France’s Frankish past seems to have been more easily assimilated and accepted by archaeologists than by historians. The increase in the number of excavations of Merovingian cemeteries in the second half of the nineteenth century confronted researchers with the materiality of a historical period which had been perceived until then only through textual sources. The development of learned societies in the nineteenth century contributed significantly to the renewal of approaches to the Merovingian issue. Excavations carried out by enlightened amateurs such as Cochet, Fleury, and Vacquer proved that the Early Middle Ages were not a period of total regression, at least in terms of the arts and funeral practices.
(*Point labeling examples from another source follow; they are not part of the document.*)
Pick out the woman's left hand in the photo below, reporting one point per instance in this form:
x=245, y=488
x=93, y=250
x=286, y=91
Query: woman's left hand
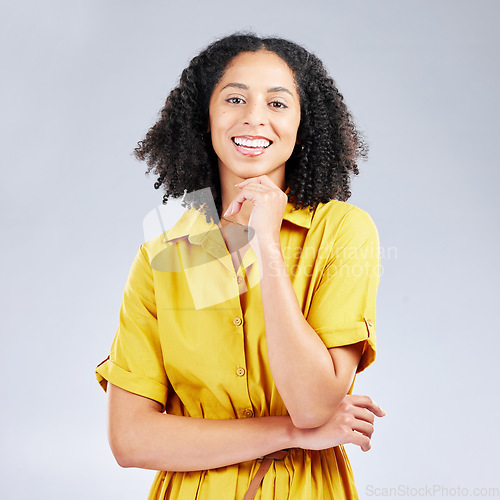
x=269, y=203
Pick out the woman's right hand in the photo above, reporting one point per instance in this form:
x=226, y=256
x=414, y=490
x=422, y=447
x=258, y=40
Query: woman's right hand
x=352, y=423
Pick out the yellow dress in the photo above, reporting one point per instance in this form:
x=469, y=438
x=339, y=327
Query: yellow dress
x=191, y=336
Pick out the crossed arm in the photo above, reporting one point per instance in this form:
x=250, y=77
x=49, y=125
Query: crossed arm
x=311, y=379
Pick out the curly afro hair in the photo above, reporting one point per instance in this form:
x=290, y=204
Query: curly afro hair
x=179, y=150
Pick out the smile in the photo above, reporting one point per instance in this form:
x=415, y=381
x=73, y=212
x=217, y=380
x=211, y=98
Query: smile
x=252, y=142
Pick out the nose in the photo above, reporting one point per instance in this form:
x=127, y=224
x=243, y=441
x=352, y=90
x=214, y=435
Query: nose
x=255, y=114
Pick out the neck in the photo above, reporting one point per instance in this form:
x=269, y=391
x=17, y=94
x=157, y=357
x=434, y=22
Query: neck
x=229, y=192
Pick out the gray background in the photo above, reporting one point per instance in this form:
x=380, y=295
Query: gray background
x=82, y=81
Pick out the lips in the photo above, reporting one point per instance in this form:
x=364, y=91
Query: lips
x=251, y=145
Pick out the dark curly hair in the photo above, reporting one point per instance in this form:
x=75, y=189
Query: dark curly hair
x=179, y=150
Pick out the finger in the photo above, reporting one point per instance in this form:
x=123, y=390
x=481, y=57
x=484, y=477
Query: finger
x=360, y=440
x=363, y=414
x=235, y=205
x=363, y=427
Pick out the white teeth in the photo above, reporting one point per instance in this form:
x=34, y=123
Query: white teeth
x=257, y=143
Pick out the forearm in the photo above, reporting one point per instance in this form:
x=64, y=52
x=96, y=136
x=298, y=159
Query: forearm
x=157, y=441
x=302, y=367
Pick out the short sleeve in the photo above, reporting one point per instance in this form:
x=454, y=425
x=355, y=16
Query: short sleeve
x=342, y=309
x=135, y=362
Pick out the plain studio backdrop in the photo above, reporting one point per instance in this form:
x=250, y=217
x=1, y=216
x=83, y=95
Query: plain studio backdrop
x=82, y=82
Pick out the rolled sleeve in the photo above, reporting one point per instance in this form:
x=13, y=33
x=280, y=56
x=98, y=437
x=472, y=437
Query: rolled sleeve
x=343, y=307
x=135, y=362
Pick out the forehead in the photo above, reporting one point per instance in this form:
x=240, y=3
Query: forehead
x=259, y=68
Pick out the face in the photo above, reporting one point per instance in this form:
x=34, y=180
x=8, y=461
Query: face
x=254, y=116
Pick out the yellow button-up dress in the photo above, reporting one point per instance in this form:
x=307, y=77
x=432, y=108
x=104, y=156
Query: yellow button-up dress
x=191, y=336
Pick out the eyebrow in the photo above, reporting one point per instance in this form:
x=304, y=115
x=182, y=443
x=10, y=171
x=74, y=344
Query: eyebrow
x=245, y=87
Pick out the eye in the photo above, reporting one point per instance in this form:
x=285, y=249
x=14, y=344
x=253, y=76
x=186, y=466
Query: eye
x=235, y=100
x=278, y=105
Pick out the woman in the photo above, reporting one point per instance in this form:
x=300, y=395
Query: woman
x=230, y=349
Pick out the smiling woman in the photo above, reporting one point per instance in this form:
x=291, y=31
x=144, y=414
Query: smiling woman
x=254, y=118
x=232, y=377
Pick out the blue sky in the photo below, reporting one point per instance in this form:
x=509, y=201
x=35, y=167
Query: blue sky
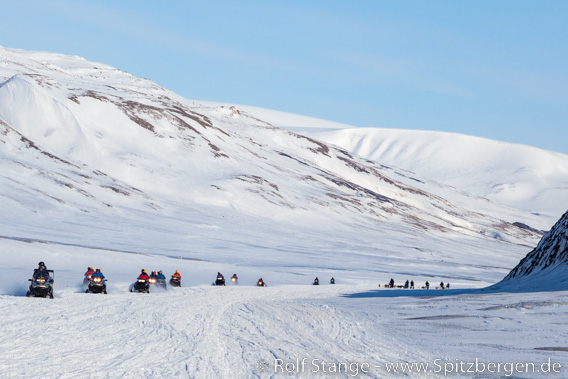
x=495, y=69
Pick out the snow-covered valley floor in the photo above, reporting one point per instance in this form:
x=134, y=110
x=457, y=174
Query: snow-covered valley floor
x=282, y=331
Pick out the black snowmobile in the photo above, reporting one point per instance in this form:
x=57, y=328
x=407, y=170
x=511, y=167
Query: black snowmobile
x=97, y=285
x=41, y=286
x=161, y=282
x=141, y=285
x=175, y=281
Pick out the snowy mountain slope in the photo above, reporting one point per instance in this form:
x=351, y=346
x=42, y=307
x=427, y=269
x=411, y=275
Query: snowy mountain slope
x=100, y=168
x=519, y=176
x=100, y=122
x=546, y=266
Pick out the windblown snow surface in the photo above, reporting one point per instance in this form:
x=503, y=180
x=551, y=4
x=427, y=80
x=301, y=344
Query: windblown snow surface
x=101, y=168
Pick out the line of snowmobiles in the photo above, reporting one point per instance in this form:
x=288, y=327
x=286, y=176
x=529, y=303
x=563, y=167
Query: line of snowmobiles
x=42, y=282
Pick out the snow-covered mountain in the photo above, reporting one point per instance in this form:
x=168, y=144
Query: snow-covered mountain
x=101, y=168
x=519, y=176
x=86, y=145
x=546, y=266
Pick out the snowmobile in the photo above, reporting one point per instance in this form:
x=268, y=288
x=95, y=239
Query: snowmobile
x=141, y=285
x=175, y=281
x=161, y=282
x=97, y=285
x=41, y=286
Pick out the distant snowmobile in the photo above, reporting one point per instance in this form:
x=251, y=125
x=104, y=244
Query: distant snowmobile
x=175, y=281
x=141, y=285
x=41, y=286
x=220, y=280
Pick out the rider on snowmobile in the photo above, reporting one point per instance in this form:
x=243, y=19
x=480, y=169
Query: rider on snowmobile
x=143, y=275
x=41, y=271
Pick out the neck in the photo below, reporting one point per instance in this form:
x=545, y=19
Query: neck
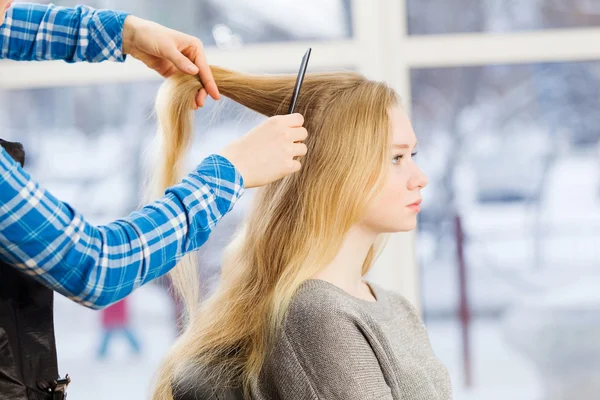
x=345, y=271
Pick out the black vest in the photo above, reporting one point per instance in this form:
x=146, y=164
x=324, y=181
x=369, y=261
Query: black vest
x=28, y=363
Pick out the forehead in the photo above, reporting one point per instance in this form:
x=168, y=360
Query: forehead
x=402, y=130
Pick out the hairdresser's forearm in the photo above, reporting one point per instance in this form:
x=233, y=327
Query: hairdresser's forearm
x=35, y=32
x=97, y=266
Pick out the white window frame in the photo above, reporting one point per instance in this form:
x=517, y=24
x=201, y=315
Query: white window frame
x=380, y=48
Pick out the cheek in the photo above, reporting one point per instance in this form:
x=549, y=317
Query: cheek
x=388, y=212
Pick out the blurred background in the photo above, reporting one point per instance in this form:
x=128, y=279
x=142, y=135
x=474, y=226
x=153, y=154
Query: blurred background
x=504, y=96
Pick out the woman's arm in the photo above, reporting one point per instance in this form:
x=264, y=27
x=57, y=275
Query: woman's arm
x=99, y=265
x=35, y=32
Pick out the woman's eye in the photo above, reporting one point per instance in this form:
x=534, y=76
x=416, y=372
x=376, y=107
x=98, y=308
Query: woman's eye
x=398, y=157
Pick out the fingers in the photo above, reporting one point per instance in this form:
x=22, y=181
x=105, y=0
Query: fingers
x=299, y=149
x=206, y=77
x=200, y=98
x=182, y=62
x=298, y=134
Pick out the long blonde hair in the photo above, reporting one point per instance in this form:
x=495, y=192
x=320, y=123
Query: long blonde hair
x=296, y=225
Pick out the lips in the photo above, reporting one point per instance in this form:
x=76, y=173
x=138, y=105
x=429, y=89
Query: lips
x=416, y=203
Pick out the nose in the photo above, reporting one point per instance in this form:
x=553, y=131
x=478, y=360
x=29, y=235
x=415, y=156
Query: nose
x=418, y=179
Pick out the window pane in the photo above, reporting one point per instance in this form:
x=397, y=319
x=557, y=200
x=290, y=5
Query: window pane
x=512, y=152
x=230, y=24
x=455, y=16
x=88, y=145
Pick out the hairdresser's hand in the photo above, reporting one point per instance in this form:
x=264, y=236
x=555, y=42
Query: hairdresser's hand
x=167, y=51
x=267, y=152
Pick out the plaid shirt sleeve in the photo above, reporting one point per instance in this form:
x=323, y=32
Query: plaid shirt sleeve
x=35, y=32
x=99, y=265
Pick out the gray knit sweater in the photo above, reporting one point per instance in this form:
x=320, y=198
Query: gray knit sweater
x=336, y=346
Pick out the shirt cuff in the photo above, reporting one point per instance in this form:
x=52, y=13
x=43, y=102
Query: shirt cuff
x=106, y=32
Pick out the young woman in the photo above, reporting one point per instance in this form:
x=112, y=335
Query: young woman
x=292, y=317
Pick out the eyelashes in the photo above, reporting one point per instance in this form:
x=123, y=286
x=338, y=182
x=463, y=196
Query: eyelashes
x=398, y=157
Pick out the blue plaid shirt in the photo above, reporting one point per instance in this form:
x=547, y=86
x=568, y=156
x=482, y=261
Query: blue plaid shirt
x=45, y=237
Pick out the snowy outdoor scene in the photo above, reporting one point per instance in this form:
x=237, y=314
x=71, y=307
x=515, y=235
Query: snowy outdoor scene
x=508, y=243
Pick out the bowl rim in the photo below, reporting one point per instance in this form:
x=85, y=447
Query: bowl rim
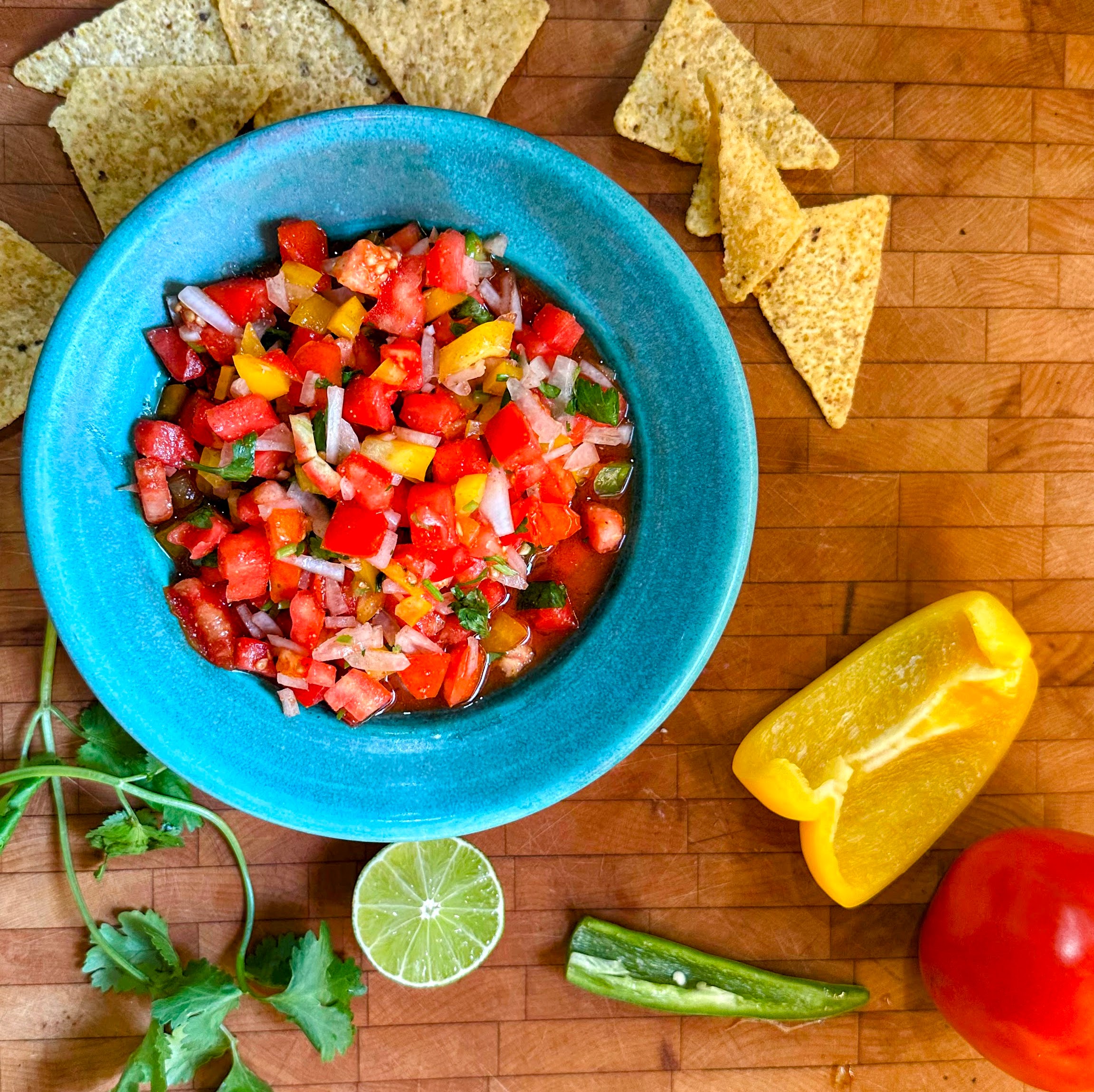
x=43, y=538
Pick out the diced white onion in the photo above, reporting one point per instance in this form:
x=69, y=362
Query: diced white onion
x=426, y=439
x=278, y=438
x=209, y=310
x=383, y=556
x=495, y=503
x=584, y=455
x=496, y=244
x=318, y=566
x=313, y=508
x=591, y=372
x=412, y=640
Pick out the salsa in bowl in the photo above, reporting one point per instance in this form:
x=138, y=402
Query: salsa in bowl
x=381, y=473
x=592, y=251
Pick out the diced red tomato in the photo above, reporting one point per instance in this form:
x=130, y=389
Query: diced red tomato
x=209, y=627
x=369, y=402
x=465, y=673
x=511, y=439
x=406, y=355
x=558, y=329
x=324, y=358
x=438, y=414
x=459, y=458
x=239, y=417
x=200, y=542
x=432, y=513
x=401, y=308
x=359, y=695
x=308, y=617
x=244, y=558
x=255, y=656
x=152, y=489
x=445, y=264
x=243, y=298
x=355, y=531
x=604, y=528
x=552, y=619
x=372, y=483
x=183, y=363
x=193, y=420
x=426, y=674
x=165, y=441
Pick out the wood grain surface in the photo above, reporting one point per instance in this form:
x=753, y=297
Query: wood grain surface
x=968, y=462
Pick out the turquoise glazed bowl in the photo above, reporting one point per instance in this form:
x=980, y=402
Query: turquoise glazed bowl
x=597, y=252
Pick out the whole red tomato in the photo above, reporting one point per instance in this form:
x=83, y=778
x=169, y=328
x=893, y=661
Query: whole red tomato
x=1008, y=954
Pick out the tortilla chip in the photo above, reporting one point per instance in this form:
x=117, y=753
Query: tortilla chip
x=666, y=109
x=761, y=219
x=453, y=54
x=822, y=297
x=128, y=129
x=133, y=34
x=330, y=66
x=32, y=288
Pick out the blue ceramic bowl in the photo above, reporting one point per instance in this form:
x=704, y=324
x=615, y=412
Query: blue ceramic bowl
x=599, y=253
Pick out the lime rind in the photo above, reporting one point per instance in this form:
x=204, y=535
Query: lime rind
x=428, y=913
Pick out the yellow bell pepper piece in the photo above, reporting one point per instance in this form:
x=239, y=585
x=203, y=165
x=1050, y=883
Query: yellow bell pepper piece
x=878, y=756
x=297, y=273
x=506, y=633
x=497, y=372
x=346, y=322
x=263, y=379
x=489, y=340
x=314, y=313
x=468, y=492
x=400, y=456
x=439, y=302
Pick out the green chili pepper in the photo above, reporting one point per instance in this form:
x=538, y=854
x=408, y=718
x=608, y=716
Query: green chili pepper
x=633, y=967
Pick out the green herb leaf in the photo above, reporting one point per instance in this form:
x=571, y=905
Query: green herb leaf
x=473, y=611
x=542, y=595
x=242, y=466
x=145, y=941
x=319, y=993
x=612, y=480
x=593, y=401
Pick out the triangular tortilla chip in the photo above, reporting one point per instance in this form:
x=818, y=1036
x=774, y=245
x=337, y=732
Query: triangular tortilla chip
x=32, y=288
x=822, y=297
x=330, y=66
x=453, y=54
x=666, y=106
x=133, y=34
x=128, y=129
x=761, y=219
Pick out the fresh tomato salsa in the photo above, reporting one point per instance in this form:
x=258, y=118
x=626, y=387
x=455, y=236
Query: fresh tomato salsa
x=390, y=478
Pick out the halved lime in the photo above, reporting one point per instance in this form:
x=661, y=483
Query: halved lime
x=428, y=913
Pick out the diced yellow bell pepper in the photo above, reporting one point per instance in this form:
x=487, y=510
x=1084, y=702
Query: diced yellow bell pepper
x=263, y=379
x=506, y=633
x=297, y=273
x=468, y=492
x=878, y=756
x=314, y=313
x=400, y=456
x=346, y=322
x=252, y=344
x=413, y=610
x=489, y=340
x=439, y=302
x=497, y=372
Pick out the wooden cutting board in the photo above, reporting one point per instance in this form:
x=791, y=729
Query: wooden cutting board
x=969, y=462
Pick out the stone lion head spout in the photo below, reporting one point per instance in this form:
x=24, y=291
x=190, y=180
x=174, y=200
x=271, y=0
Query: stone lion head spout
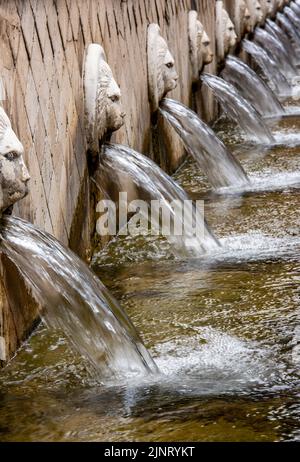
x=226, y=36
x=102, y=98
x=162, y=76
x=267, y=9
x=242, y=18
x=200, y=49
x=14, y=175
x=256, y=12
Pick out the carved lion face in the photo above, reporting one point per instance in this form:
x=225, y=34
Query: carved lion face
x=109, y=102
x=162, y=75
x=256, y=11
x=242, y=18
x=226, y=36
x=14, y=175
x=102, y=95
x=200, y=49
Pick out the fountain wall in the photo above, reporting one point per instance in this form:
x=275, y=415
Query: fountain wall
x=42, y=45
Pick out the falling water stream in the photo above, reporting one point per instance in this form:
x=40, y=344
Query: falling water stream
x=210, y=153
x=276, y=51
x=120, y=165
x=238, y=108
x=269, y=68
x=74, y=300
x=252, y=87
x=289, y=28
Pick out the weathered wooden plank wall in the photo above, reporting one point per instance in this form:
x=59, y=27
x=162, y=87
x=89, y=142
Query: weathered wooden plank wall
x=42, y=46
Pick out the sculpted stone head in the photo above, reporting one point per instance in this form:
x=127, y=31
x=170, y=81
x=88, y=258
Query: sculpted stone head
x=14, y=175
x=162, y=75
x=242, y=18
x=255, y=11
x=199, y=42
x=267, y=8
x=225, y=32
x=102, y=98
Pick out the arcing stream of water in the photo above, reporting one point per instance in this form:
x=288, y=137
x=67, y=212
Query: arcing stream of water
x=74, y=300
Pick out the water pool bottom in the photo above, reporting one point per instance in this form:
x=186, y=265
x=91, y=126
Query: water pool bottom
x=224, y=331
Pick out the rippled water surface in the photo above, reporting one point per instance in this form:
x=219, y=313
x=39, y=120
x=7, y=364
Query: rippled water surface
x=223, y=329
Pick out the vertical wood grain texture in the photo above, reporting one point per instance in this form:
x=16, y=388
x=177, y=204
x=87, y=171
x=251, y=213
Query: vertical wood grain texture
x=42, y=46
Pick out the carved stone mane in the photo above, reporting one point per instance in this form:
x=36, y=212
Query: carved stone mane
x=13, y=172
x=162, y=76
x=242, y=18
x=199, y=43
x=256, y=11
x=103, y=113
x=225, y=33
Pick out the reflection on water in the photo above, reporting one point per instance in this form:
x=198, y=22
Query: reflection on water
x=224, y=329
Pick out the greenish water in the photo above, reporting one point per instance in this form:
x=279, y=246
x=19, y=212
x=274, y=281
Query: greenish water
x=224, y=329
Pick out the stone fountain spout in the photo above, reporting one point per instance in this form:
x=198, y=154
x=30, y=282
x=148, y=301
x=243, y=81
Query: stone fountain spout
x=102, y=98
x=256, y=12
x=200, y=45
x=14, y=175
x=162, y=75
x=225, y=33
x=241, y=19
In particular, the ability of the Merovingians to produce beautiful objects through the skill of their craftspeople changed perceptions of these ‘barbarians’. Interest in the Merovingian period was first of all an interest in its material culture, which sometimes appeared contradictory in the eyes of scholars: how could such a barbaric society produce such beautiful objects? The regular discovery of richly furnished burials throughout the nineteenth century gradually led archaeologists, and to a certain extent historians, to reconsider the people from across the Rhine. Nor was the general public insensitive to Merovingian skill. Reflections on France’s national identity by historians had positive effects: their choice to enrich their discussions on the savagery of the Franks with archaeological data gave an impetus to the discipline. Critical enquiry thus developed around methods for excavation, observation, and recording of archaeological remains. In terms of the reopening evidence, one element stands out: descriptions of disturbed burials were more numerous and precise in the nineteenth century than in the middle of the twentieth century, only to be surpassed in very recent years.

Despite the many archaeological discoveries and the critical reflection carried out by historians and archaeologists in the last decades, the image of the Merovingian is still apparently attached to that of the barbarian in the popular imagination. This is reflected in a number of recent museum exhibitions in France which, as the catalogues highlight, seek to deconstruct the myth of the violent Merovingian, the destroyer of Roman civilization, and the dynasty of « rois fainéants » (‘do-nothing kings’). The exhibition organized by the Musée de Normandie in Caen in 2018 is particularly revealing of this persistence in the collective imagination with its title Vous avez-dit barbares? (“Did you say Barbarians?”). Some exhibitions, on the other hand, maintain the myth of the Frank coming out of the German forests and bogs, just as described by Sieyès during the French Revolution. In the promotional video for the 2017 exhibition Austrasie, le royaume mérovingien oublié (“Austrasia, the forgotten Merovingian kingdom”) at the Musée d’Archéologie nationale de Saint-Germain-en-Laye, for example, a warrior armed with a shield and a spear is repeatedly seen apparently scouting in a dark forest (Fig. 6.8).

Fig. 6.8
figure 8

Extract from the promotional video for the exhibition Austrasie, le royaume mérovingien oublié. (Ministère de la Culture et de la Communication)

As this paper has shown, by emancipating itself from historical accounts, early medieval archaeology has not necessarily transformed Merovingians into acceptable ancestors, but rather has contributed to their acceptance in France’s long history. The increasing number of exhibitions focusing on them in recent years, despite the ambiguity of some portrayals, attests to this continuing interest by the French in their Frankish past.